Metrotvnews.com, Jakarta: Indonesia Parliamentarty Center (IPC) menentang keras usulan dana aspirasi Rp 20 miliar per anggota. Sebab, tidak seluruh daerah memiliki permasalahan yang sama.
 
Peneliti IPC, Ahmad Hanafi mengatakan, dana aspirasi akan menimbulkan kesenjangan pembangunan di daerah. "Mereka bilang untuk pemerataan pembangunan. Kalau kita hitung (kebutuhan) di Jawa sama di luar Jawa jauh sekali," kata Hanafi dalam penolakan usulan dana aspirasi, di Sekretariat ICW, Kalibata, Jakarta Selatan, Senin (15/6/2015).
 
Usulan dana aspirasi membuktikan proses reses dan pengawasan yang dilakukan dewan tidak berjalan baik. "Dana aspirasi menunjukan mekanisme reses dan pengawasannya tidak benar.

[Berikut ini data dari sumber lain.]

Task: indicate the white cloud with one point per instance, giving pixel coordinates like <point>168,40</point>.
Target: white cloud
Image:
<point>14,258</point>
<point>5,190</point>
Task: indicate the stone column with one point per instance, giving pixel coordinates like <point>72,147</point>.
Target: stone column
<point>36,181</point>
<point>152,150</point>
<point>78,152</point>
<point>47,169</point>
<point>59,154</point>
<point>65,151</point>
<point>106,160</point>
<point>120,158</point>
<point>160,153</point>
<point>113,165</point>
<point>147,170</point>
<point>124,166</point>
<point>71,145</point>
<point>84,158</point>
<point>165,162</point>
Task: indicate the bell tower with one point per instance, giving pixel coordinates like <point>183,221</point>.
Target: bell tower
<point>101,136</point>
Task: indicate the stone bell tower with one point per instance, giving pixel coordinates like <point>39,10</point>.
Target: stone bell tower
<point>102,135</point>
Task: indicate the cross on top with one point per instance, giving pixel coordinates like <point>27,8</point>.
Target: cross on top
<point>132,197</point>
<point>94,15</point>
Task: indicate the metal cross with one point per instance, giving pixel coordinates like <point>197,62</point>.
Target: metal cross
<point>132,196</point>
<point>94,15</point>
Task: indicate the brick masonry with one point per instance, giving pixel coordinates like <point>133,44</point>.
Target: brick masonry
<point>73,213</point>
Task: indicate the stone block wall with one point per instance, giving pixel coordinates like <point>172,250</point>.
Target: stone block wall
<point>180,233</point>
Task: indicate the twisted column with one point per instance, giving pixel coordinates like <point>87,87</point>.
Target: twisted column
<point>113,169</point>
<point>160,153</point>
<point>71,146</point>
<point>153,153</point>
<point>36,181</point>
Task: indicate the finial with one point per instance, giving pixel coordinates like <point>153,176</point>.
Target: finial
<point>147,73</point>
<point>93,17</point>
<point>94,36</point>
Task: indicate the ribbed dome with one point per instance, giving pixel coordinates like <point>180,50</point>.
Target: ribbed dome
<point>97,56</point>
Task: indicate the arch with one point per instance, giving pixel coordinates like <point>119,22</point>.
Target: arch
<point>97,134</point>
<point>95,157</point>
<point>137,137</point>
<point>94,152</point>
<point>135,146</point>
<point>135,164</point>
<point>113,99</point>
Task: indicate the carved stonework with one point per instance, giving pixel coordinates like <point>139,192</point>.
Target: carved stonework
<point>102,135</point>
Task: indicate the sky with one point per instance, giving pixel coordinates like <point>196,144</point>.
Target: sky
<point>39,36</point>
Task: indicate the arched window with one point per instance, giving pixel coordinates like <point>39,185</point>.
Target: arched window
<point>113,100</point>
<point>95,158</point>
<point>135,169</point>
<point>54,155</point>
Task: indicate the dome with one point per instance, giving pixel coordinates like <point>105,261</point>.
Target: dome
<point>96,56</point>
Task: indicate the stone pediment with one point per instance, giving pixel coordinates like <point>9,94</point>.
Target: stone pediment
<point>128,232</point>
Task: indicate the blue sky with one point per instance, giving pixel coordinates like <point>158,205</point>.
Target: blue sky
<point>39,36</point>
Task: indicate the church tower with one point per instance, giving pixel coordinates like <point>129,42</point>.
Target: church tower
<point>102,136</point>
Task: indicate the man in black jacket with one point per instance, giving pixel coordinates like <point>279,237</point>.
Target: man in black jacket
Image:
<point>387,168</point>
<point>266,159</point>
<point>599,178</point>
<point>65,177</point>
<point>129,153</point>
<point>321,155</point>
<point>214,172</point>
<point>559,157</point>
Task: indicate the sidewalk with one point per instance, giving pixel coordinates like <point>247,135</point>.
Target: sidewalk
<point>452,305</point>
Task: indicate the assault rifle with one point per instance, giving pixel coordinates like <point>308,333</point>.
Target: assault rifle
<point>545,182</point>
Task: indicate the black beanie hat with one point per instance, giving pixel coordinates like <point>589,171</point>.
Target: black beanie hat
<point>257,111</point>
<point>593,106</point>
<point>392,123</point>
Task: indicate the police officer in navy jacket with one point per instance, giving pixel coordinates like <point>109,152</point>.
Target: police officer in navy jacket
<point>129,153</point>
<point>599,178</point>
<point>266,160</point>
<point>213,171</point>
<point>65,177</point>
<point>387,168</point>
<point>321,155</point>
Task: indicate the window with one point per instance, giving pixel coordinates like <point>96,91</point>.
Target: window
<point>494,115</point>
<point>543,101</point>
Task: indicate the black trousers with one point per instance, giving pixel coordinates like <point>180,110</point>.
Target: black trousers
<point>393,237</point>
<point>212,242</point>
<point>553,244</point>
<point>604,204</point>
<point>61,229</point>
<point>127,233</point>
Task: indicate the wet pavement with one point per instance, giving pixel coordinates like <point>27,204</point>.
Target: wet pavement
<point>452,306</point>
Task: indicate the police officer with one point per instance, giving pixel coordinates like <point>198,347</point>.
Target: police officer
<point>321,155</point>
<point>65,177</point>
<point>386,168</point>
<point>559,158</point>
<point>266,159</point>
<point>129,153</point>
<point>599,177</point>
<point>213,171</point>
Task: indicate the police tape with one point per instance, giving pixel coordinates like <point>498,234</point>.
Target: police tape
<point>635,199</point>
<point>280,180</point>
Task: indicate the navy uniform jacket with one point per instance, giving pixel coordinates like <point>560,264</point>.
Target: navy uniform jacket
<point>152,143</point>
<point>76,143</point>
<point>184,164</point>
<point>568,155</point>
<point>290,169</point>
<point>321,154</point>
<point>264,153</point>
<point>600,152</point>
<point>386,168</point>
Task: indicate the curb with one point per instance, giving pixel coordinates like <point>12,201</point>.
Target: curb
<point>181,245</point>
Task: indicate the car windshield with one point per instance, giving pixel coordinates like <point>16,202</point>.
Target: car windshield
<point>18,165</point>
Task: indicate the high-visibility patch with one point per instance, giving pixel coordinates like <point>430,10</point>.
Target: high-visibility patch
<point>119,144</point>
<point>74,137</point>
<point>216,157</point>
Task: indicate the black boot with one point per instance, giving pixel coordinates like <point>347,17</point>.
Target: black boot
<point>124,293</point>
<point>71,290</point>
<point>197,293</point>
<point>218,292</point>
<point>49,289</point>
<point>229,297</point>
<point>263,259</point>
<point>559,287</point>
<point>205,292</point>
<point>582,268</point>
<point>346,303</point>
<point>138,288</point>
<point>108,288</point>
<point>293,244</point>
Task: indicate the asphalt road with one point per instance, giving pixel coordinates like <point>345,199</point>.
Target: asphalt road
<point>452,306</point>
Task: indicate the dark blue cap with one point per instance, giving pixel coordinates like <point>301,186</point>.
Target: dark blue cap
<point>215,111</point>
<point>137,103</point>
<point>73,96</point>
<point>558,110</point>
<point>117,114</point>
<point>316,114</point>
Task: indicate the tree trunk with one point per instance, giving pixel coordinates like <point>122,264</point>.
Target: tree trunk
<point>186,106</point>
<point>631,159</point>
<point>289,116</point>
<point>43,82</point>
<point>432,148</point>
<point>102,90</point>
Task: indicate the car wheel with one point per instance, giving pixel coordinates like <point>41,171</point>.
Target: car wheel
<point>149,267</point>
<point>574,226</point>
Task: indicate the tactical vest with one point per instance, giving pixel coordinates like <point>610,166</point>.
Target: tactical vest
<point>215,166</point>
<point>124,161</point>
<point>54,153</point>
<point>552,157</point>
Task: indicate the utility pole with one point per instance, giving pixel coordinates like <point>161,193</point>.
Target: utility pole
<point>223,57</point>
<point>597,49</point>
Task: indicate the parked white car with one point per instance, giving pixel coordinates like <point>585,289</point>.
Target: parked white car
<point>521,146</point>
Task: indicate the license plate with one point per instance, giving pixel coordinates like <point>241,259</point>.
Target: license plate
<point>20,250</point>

Berapa dana yang mereka peroleh saat reses itu belum jelas," ujarnya.
 
Ia menilai, dana aspirasi membuat potensi korupsi semakin besar. "DPR belum transparan jadi potensi korupsi menjadi lebih luar biasa," tegasnya.
 
Seperti diketahui, alokasi dana aspirasi dalam APBN adalah mandat UU 17 Tahun 2014 pasal 80 huruf J yang menyatakan hak dan kewajiban anggota dewan adalah mengusulkan dan memperjuangkan program pembangunan daerah pemilihan.
 
Anggaran akan dimasukkan dalam APBN dan disalurkan melalui APBD. Nilai dananya disesuaikan kebutuhan pembangunan di daerah pemilihan anggota DPR terpilih.